Martine Davies Frasch, our tiny, unflappable tour guide, passes out red plastic audio guides with one earphone: “Just put them on,” she says in British-accented English. “Don’t change the frequency.” All of the adult groups at Versailles have similar equipment, allowing them to hear their own tour guides, with no yelling required. “It’s incredibly crowded,” Frasch says cheerily, through the headphones. “Just follow along. It’s a bit like the sea.” It’s an apt comparison; the tour groups flow around and through each other, moving inexorably from one room to the next. “Courage!” she says as our group surges into the king’s chapel. “Off we go!”
Inside the chapel, Frasch passes out maps in French; there are also Spanish, Italian, German, Chinese, and Japanese versions, but the English ones have all been taken. “Louis XV couldn’t stand the crowds,” Frasch notes, without irony. “He was much less popular than Louis XIV.”
There’s a bit more space in the vast Hall of Mirrors, where the Treaty of Versailles was signed; the room was planned so that as the sun set, its last rays would be reflected in the mirrors. A Chinese tour guide leads her group around ours, holding aloft a stick topped with a frog puppet wearing a golden crown. We walk through the king’s bedroom (“The seat of royalty wasn’t the throne or a desk, but the bed,” Frasch says) and the queen’s (“She had to give birth publicly, in front of everybody”).
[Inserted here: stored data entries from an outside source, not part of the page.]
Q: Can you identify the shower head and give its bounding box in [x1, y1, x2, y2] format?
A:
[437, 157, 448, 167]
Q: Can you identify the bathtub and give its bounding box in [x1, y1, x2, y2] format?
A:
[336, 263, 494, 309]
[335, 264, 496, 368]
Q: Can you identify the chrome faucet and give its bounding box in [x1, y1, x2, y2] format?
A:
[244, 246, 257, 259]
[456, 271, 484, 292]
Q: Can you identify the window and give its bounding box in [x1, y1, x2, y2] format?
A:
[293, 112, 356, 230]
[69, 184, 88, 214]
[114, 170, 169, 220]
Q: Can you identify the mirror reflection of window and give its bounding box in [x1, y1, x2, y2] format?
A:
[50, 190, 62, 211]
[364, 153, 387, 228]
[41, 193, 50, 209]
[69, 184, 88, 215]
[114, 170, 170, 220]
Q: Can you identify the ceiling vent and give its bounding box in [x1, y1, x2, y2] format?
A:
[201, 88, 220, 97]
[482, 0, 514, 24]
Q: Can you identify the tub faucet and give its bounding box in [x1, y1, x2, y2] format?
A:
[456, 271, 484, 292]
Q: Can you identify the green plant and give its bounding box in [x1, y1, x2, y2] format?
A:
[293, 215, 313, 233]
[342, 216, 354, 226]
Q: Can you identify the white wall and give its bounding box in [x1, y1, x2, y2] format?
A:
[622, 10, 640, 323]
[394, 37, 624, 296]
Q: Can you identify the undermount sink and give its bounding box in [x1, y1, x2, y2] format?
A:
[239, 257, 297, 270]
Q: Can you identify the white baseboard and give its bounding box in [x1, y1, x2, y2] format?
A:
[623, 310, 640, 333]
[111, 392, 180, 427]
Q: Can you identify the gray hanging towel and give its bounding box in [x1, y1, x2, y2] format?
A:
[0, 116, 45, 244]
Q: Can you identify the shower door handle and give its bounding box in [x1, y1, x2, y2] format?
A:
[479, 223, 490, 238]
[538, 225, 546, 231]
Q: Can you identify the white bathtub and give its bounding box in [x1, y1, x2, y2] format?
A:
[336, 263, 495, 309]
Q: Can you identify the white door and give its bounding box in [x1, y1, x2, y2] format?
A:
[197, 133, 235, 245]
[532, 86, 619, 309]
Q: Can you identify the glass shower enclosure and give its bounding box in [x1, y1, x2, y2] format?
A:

Outside the castle, one UChicago student in a minidress, overcome with joie de vivre, skips along the cobblestones; another, who wore high heels, grips the arms of two companions for support.
Lunch is at La Petite Venise, housed in a former outbuilding, where workers once built and maintained a fleet of miniature ships for Louis XIV. A few students seem flummoxed by the layout of the silverware, with the dessert spoon laid horizontally above the plate. Then the appetizer arrives, a mozzarella tartlet served over tomato and arugula, and the students begin to relax. Two of them snap photos for Instagram. “Bon appétit,” says a third.
After enjoying a lunch of chicken breast, boiled potatoes, and chocolate mousse, the students take in the Petit Trianon and Hameau de la Reine (the Queen’s Hamlet), Marie Antoinette’s faux-pastoral retreat at the edge of Versailles. “That sucks,” one student remarks as we walk through English-style gardens toward the Temple of Love, “to go from here to being decapitated.”
A native of Austria, where court life was much simpler, Marie Antoinette never felt at home in the complex world of Versailles. In the world she had built for herself, there’s a bakehouse, a potager, a dovecote, a willow tunnel—all charmingly rustic. “The mill has apparently never been used,” Frasch says outside a 1783 building labeled Le Moulin. “It’s like a stage set. It looks unreal.” It’s another apt comparison: Hameau de la Reine as the original Euro Disney.
Marie Antoinette was just 14 when she married Louis XVI, Frasch had informed the group as we walked through the gilt-encrusted palace. Now as the students pause to watch some enormously fat rabbits, one woman wonders aloud how old the queen was when she died (she was 37): “I’m trying to gauge how much I want to trade places with her.”